ÉTÉ 1963, LAC WASWANIPI. Jean-Yves Soucy a dix-huit ans et déniche un emploi de garde-feu, au lac Waswanipi, à l’ouest de Chibougamau. Un camp au milieu des arbres, au bord de l’eau, un compagnon de travail peu volubile et renfrogné. Le même été, j’étais au nord du lac à Jim, au Lac-Saint-Jean, assistant d’un commis dans un chantier forestier de la famille Murdock. Ce dernier me voyait comme un ennemi qui cherchait à prendre sa place. Soucy aura le temps pendant ces semaines d’apprivoiser les Cris, la vie dans les bois et quelques rudiments de la langue de William Saganash. Jean-Yves Soucy nous raconte cet été enchanté dans Waswanipi, un récit de jeunesse que j’ai lu avec bonheur encore une fois.
Un inédit de Jean-Yves Soucy est toujours un cadeau. Parce que j’ai suivi cet écrivain depuis Un dieu chasseur paru en 1976. Je l’ai tout de suite considéré comme un ami qui connaissait un territoire tellement proche du mien. Nous étions happés par la forêt alors que nous faisions le dur apprentissage de devenir homme et d’explorer le monde et ses dépendances. Véritable révélation que de lire un tel auteur.
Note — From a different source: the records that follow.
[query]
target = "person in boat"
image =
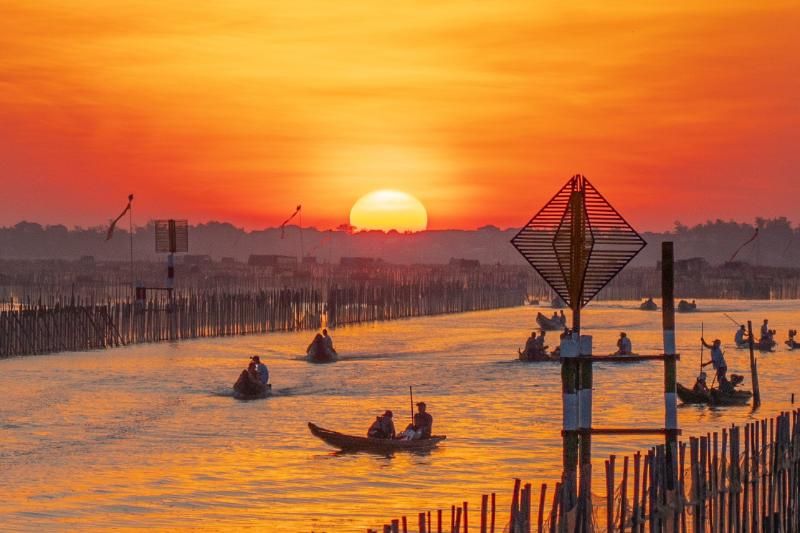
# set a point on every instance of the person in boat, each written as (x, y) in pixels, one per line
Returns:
(249, 381)
(316, 342)
(382, 427)
(530, 346)
(423, 422)
(327, 342)
(421, 426)
(556, 353)
(261, 370)
(766, 334)
(624, 346)
(717, 359)
(700, 386)
(791, 343)
(539, 347)
(741, 337)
Peut-être aussi qu’il était un peu un modèle même si j’avais publié un recueil de poésie et un roman en 1976. Les Chevaliers de la nuit m’avait encore une fois subjugué dans les années 80.
Lors de la parution d’Un dieu chasseur, j’amorçais ma vie de journaliste, tentais de mettre un point final à un manuscrit rédigé pendant les cours de phonétique et de grammaire à l’Université de Montréal. Inutile de préciser que ces leçons ne m’intéressaient guère. Je devais publier Le violoneux en 1979 au Cercle du livre de France. Je l’ai déjà écrit, ce roman aurait remporté un prix dans la catégorie du livre le plus laid imprimé au Québec.
Le hasard faisant bien les choses, deux ans plus tard, en 1965, je me retrouvais comme travailleur forestier tout près du lac Waswanipi que Soucy décrit si bien dans son récit. À quelques kilomètres d’un village cri, d’hommes et de femmes que nous apercevions de temps en temps sans pour autant avoir des contacts avec eux. J’ai raconté certaines scènes dans La mort d’Alexandre qui viennent directement de cette expérience. Des agressions, du racisme à l’état pur, de la barbarie à peine imaginable. Tout ça deviendrait quelques moments importants de ma troisième publication, le roman du père comme disait Victor-Lévy Beaulieu.
DÉCOUVERTE
Jean-Yves Soucy fraternise rapidement avec ses guides, des Cris. Ils auront des semaines pour s’apprivoiser et sillonner le territoire environnant.
Je sens qu’une connivence vient de s’établir entre nous et, comme notre « boss » a la même habitude matinale, William me demandera souvent « Tanta ochimaow ? » (Où est le chef ?) afin que je réponde par l’expression que m’a enseignée Tommy. Cinquante ans plus tard, je retrouve ces mots griffonnés dans mon carnet aux pages jaunies et froissées. (p.23)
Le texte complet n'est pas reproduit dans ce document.